Authorisation Number: 1013060699824

Date of advice: 26 July 2016

Ruling

Subject: Extension to the replacement asset period

Question

Will the Commissioner exercise his discretion under subsection 104-190(2) of the Income Tax Assessment Act 1997 (ITAA 1997) to allow an extension to the replacement asset period?

Answer

Yes, the replacement asset period is extended to 30 June 2017.

This ruling applies for the following period

Year ending 30 June 2017

The scheme commenced on

1 July 2016

Relevant facts

You and another entity owned all issued shares in equal proportions in a company.

The company operated a business.

You and the other entity sold all your shares in the company.

The sale contract contained a restraint clause. You were restrained from commencing a business or activity (as described in the sale contract) during that period.

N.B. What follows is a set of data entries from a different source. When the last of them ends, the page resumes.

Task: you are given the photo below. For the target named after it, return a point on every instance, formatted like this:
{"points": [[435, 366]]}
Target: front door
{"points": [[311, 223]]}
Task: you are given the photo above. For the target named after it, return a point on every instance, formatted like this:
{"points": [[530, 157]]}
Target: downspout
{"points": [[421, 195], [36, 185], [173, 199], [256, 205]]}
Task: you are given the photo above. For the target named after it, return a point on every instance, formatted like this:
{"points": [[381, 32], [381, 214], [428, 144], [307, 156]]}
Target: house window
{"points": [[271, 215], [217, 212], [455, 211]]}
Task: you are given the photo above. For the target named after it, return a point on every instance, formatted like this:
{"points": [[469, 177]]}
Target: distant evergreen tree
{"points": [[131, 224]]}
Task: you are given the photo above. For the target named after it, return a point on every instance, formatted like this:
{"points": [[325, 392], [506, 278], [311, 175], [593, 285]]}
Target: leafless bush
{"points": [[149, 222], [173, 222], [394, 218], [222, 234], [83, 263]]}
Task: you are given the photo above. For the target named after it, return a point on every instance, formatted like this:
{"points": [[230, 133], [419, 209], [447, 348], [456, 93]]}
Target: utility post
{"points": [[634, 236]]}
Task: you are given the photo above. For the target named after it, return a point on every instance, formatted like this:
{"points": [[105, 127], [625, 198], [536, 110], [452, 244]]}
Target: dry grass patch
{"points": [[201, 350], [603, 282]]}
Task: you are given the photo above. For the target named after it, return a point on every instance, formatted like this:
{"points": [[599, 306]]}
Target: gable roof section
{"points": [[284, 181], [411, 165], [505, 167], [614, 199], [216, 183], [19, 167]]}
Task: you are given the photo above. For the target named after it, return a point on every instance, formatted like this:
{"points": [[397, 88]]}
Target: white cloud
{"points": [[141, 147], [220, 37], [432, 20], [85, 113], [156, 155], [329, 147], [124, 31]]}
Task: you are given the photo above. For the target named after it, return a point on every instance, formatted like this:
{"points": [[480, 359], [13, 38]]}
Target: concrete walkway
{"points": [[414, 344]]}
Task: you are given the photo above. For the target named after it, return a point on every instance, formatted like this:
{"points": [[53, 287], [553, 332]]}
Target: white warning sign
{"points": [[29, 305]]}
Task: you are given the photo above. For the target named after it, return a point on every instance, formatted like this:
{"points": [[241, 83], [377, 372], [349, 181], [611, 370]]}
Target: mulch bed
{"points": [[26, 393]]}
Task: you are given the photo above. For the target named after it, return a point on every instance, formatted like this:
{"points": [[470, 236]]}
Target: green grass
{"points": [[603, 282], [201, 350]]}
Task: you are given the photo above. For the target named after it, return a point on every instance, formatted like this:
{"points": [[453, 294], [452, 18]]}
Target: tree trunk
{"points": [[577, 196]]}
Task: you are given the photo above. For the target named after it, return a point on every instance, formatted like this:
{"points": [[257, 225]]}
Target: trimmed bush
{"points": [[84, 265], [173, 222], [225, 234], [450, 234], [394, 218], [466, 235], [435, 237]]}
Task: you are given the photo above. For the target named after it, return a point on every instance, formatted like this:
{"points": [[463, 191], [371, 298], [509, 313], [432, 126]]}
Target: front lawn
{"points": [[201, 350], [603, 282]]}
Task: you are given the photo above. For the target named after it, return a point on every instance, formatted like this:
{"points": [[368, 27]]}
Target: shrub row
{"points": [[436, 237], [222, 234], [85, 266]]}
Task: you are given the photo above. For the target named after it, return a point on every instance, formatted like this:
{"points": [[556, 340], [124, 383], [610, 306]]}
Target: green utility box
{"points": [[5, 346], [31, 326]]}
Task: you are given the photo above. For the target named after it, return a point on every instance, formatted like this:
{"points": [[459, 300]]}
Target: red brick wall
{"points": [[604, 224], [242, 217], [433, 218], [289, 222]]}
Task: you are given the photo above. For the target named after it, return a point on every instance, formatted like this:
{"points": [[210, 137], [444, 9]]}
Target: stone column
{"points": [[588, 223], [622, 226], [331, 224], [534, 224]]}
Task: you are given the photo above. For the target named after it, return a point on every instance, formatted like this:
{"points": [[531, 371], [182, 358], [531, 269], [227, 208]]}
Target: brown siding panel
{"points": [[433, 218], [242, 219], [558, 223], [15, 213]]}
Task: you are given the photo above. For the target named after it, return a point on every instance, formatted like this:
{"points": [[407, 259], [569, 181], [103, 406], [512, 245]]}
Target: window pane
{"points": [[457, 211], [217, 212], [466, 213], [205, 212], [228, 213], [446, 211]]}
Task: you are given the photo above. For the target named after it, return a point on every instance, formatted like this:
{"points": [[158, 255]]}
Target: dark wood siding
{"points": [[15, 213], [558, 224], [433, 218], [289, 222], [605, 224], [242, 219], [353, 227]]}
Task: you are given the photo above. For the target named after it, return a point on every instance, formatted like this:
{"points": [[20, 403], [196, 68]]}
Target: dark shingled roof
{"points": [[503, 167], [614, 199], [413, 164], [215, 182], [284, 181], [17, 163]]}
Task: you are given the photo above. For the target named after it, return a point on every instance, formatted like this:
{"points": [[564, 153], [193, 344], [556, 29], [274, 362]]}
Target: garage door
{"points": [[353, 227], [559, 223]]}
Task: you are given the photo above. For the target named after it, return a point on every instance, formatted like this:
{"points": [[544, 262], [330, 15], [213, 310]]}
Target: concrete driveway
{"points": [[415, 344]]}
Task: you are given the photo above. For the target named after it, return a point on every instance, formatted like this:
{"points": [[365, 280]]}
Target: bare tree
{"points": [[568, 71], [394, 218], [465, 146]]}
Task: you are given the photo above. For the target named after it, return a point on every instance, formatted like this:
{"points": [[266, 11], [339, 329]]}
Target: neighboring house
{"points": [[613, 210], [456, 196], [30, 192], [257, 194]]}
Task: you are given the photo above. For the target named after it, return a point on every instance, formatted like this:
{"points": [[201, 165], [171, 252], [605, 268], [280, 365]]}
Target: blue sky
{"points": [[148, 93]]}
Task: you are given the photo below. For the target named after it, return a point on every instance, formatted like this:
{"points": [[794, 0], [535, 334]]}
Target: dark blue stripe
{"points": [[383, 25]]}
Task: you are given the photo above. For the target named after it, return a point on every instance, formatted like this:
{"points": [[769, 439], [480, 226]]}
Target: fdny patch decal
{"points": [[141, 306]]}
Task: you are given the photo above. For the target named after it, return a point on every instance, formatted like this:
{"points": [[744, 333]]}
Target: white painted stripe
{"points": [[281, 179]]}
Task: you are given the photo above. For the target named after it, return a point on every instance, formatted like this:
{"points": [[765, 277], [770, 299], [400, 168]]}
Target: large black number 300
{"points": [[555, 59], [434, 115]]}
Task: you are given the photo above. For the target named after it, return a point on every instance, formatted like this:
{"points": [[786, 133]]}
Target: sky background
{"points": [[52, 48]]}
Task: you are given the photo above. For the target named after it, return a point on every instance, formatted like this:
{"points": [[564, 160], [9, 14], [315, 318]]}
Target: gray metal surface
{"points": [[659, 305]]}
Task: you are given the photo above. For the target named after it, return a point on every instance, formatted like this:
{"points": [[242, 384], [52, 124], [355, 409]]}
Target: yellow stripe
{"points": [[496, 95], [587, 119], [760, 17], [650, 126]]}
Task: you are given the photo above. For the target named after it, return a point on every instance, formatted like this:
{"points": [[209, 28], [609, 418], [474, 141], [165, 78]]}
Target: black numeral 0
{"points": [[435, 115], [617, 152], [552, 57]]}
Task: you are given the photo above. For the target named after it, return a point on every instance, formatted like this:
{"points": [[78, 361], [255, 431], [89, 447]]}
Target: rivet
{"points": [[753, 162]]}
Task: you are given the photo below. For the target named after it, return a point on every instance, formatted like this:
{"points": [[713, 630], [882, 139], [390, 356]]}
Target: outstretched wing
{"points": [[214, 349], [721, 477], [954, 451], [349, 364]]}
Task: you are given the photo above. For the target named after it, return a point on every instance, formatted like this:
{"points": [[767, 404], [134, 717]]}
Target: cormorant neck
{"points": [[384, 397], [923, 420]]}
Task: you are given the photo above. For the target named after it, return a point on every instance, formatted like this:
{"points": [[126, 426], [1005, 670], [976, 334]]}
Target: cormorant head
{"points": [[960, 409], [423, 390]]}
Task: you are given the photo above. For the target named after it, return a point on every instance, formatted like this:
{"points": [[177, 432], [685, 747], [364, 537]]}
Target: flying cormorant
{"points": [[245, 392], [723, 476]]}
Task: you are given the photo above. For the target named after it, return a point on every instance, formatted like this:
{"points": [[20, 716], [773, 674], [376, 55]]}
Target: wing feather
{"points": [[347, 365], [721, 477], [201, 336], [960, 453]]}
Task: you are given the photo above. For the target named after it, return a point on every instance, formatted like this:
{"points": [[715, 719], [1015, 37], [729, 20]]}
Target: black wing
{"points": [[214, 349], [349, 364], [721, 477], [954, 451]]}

You have since started searching for some business opportunities and have had some potential opportunities, however more time is needed before you can secure a new business and you are therefore seeking an extension to find a new business opportunity.

Relevant legislative provisions

Section 104-185 Income Tax Assessment Act 1997

Section 104-190 Income Tax Assessment Act 1997

Reasons for decision

The small business roll-over allows you to defer the capital gain made from a Capital Gains Tax (CGT) event if you acquire one or more replacement assets and satisfy certain conditions. The conditions, which must be met to obtain relief are set out in Subdivision 152-A of the ITAA 1997.

For you to obtain a roll-over, subsection 104-185(1) of the ITAA 1997 requires you to acquire a replacement asset, and that it be an active asset of yours, within a period starting one year before, and ending two years after the date of disposal of the original asset. Subsection 104-190(2) of the ITAA 1997 states that the Commissioner may exercise his discretion to extend those time limits.

In determining if the discretion would be exercised the Commissioner has considered the following factors:

Having considered the relevant facts, the Commissioner is able to apply his discretion under subsection 104-190(2) of the ITAA 1997 to allow a reasonable extension to the time limit until 30 June 2017.